This is a true story. I was sitting in a pizza parlor waiting for my lunch when a man sits down on the other side of the restaurant. He pulls out his iPhone and starts talking into it.
He was using Siri to do things like set calendar entries, make notes for himself, and even dial a phone call and leave a phone message for someone.
Siri, Find a Quiet Restaurant
How did I know he was using Siri for these functions? Because I could hear him. To overcome the ambient noise in the restaurant, he was yelling into his phone loud enough that I could hear him across the room. Loud enough to be truly irritating.
Not only was it intrusive and annoying to hear someone screaming at his phone, he was also revealing details of his business to everyone in the restaurant. It was the perfect combination of poor social behavior and bad business practice.
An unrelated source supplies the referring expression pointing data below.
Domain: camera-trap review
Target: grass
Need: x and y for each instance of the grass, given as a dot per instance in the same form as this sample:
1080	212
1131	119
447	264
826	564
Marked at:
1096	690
These are a just two of the many reasons why the effort being put into voice interfaces seems misguided. There have been smartphone voice commands for at least 10 years to enable hands-off call handling. A car, though, is a mostly private space. The latest wave of voice interfaces is finding its way into public spaces.
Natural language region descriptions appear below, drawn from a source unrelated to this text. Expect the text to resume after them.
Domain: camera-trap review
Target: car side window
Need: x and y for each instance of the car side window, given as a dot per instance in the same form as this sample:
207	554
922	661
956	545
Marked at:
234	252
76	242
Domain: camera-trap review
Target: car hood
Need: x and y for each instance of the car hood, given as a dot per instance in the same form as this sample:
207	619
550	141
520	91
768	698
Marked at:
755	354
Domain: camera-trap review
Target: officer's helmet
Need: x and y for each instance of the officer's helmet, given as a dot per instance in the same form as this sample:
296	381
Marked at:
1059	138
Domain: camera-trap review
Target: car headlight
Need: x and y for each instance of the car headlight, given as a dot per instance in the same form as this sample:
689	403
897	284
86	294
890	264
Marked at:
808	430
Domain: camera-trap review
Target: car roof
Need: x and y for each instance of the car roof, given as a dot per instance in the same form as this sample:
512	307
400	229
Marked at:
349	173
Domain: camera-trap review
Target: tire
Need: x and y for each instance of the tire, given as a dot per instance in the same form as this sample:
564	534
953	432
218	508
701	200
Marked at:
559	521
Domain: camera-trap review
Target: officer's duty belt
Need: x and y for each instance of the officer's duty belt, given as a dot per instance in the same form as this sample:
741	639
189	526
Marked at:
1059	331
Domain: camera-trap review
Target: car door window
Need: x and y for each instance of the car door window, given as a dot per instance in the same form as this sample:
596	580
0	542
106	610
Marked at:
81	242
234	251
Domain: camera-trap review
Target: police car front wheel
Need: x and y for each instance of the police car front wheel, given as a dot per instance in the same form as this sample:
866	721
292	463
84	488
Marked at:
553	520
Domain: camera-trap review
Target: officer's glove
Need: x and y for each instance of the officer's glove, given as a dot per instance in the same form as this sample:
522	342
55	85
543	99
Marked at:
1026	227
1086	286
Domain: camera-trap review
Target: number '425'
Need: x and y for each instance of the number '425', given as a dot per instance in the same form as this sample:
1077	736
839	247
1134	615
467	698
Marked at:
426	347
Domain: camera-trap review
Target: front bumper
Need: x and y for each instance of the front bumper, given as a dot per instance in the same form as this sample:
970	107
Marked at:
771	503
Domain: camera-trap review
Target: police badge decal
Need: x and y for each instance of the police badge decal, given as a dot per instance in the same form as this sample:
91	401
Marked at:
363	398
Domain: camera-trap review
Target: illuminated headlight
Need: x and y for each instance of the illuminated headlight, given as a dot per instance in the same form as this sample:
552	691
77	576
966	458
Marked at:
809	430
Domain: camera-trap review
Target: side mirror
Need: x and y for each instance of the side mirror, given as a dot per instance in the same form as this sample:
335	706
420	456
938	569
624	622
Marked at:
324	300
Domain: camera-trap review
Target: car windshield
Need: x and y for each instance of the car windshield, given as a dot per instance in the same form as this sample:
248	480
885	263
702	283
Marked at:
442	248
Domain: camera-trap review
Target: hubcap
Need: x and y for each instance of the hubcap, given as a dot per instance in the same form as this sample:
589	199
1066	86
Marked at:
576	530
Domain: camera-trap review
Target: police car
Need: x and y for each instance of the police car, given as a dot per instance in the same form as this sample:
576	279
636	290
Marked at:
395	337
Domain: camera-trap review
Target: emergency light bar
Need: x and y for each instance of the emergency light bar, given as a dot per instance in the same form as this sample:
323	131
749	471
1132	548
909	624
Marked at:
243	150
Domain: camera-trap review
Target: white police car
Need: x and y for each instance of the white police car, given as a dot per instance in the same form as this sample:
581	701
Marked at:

Do We Really Need Voice Interfaces?
After Apple introduced Siri, it seemed as if all the major consumer-facing technology companies began to introduce voice interfaces. Google Now, Microsoft Cortana, and Amazon Echo and Dot have all been brought to market relatively recently.
In all of these cases, Siri included, the use cases seem weak. Outside of support for people with disabilities and a limited number of situations that demand hands off interfaces (such as driving), voice interfaces don’t add much to typing or pointing and clicking.
The big question though is “Do consumers really want to talk (or yell) into their computer devices?” I can think of a lot of reasons why they might not. For example:
- A person can’t use voice interfaces in public spaces without annoying people around them. The person in the pizza restaurant either wasn’t thinking about other people or was just a jerk. Either way, yelling into a phone in a public space is not socially acceptable. The social aspects of voice interfaces are still evolving but it’s obvious that no one wants public spaces inundated with hordes of people speaking commands to their devices instead of typing.
- Similarly, voice interfaces don’t work well in office environments. In an open office, it won’t work to have everyone mumbling into their computers or, more accurately, yelling at them. Even with cubicles and offices, people speaking into their computing devices all day will be disruptive.
- Home environments have this problem too. Ask anyone if they want to hear their spouse, children or roommates talking to their computers. Most would rather their family members walk over to their computer and click on “play” to play music than yell at an Amazon Echo from across the room.
- Even moderate ambient noise confuses voice interfaces. It’s kind of hilarious that Spotify will set off Cortana in my home office. Cortana keeps trying to understand what the “speaker” wants until it gives up in frustration.
- It’s not really artificial intelligence. Anything outside the menu of supported commands still just generates a web search or a confused voice system. Technology companies may be overcoming the voice recognition aspect of voice interfaces but still can’t make a computer react to unknown circumstances.
Voice interfaces are essential to making computers more human and eventually enable anthropomorphic robots. Computers today, however, are not human. And until they walk and talk like humans, voice interfaces will seem more like a gimmick than a useful feature.